Por último, es necesario repensar el modelo de desarrollo europeo desde esta perspectiva «personalista». En Francia, a finales del Antiguo Régimen, el Comité para la Extinción de la Mendicidad, formado en el seno de la Asamblea Constituyente, declaró: «Siempre se ha pensado en dar limosna a los pobres, pero nunca en hacer valer los derechos del hombre pobre sobre la sociedad y los de la sociedad sobre él.» Esta fórmula reveladora no sólo ilustra la fuerza del concepto de derechos humanos, sino que también sitúa el problema de la pobreza en la perspectiva de las políticas sociales modernas. Incita a debatir el modelo social europeo no en torno a los derechos adquiridos, sino en torno al diálogo social, para responder así a las exigencias de la dignidad humana y recuperar el programa del Movimiento Cuarto Mundo en el proyecto europeo.

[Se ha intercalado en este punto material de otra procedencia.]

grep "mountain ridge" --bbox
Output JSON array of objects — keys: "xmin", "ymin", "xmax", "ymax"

Las recetas para poner remedio al malestar europeo no pueden ser sólo competencia de las políticas y las instituciones. Dependen de las ideas que Europa es capaz de poner en movimiento. Los llamamientos a la formación de un «núcleo duro» de la integración europea son muy inoportunas en un momento en el que de lo que se trata es de encontrar la manera de reforzar la solidaridad europea. Explotar una propensión antiamericana para definir Europa, del mismo modo que los atenienses se definían en comparación con los persas, o los europeos en comparación con los árabes, los tártaros o los turcos, es una estrategia que destruye las posibilidades de que el viejo continente aparezca en la escena internacional como un socio válido. El papel del debate intelectual sobre el futuro de Europa consiste en ir «más allá de los pilares de Hércules»; en crear ideas y visiones que tengan la fuerza de mostrar de modo realista la dirección más adecuada y de movilizar la imaginación para construir una Europa potente, valerosa y lúcida.